Наталья Владимировна была худенькой, невысокой, со стрижкой каре и очень милой. Ходила она летом в красивых модных платьях, зимой в джинсах, в фиолетовом обтягивающем платье. Выглядела всегда очень молодо, хотя молодой не была. Она любила ввернуть какую-нибудь поговорку или что-то сказануть. Как-то я у нее судилась, пришла на подготовку, говорю: «Я уезжаю в Америку», а она возьми и ляпни:

– Ты смотри, в Америке вас будут обрабатывать…

Я засмеялась, истец, мой оппонент, тоже. А судье, видать, понравилось, как она придумала, она и стала заливаться:

– Включат какую-нибудь музыку, и она вас загипнотизирует…

Мне было и смешно, и неловко, но мне тогда было 25 лет, я же не могла сказать судье: «Что вы несете?» Я тогда ее не любила. За то, что она могла ответить, если к ней как-то неуважительно относишься. Мне тогда она казалось наглой и самовлюбленной. Я думала, что все судьи засуживают, а эта засуживает с чувством собственного достоинства. Я тогда не знала, какое она сокровище. Теперь все, что с ней связано, вспоминается с любовью и теплотой.

Наталья Владимировна называла меня на «ты» и относилась ко мне, как мне казалось, не очень. Я ей как-то раз нахамила. Зато она очень тепло воспринимала нашего Дурачка. Когда она с ним говорила, у нее даже голос менялся. Становился теплее и мягче. Меня она подкалывала из-за того, что я улыбаюсь. Я ей объяснила, что улыбаюсь с детского сада, вот так не повезло, но она все равно меня подкалывала.

Я так волновалась. Я двух слов связать не могла. Наталья Владимировна это увидела и сказала, чтобы я все написала. Я уже не верила ни в какую справедливость. Справедливость можно было отыскать в наших статьях, в госучреждениях все подчинялось одному коррупционному закону – прав тот, у кого больше денег. А ведь именно такие чаще всего и нарушают чужие права.

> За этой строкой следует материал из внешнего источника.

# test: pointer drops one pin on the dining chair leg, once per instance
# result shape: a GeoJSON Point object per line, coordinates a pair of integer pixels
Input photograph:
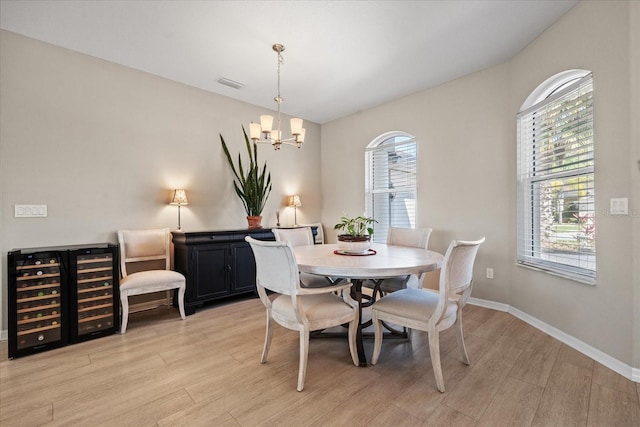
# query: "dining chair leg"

Я думала, что Наталья Владимировна хитрая. Я была уверена, что она изображает из себя хорошую, чтобы мы о ней не писали гадости. Я была уверена, что она нас срежет на какой-нибудь ерунде.

А тогда судьи повыносили массу бредовых решений. Например, попал мужик в аварию, потому что ему обстреляли лобовое стекло. Судья пишет: «Он должен был повернуть, а то, что ему обстреляли лобовое стекло, несущественное обстоятельство»… Собрала я такие решения и наградила судей позорной премией «За самое глупое решение… в N районном суде». Когда мы шли фотографировать судей на вручении этой премии, нам сказали, что нас обязательно отвезут в каталажку. Счас. Проглотили. Мужчин нормально сфотографировали, тетки все попрятались. В одном суде нам так и заявили: «У нас в суде читают вашу газету. Мы знаем, какую премию вы пришли вручать, поэтому председатель к вам не выйдет».

Я уже позже сильно раскаивалась, что вручала эту премию, мне казалось, что Наталья Владимировна могла нас срезать на какой-нибудь ерунде, но не стала этого делать, потому что испугалась стать посмешищем.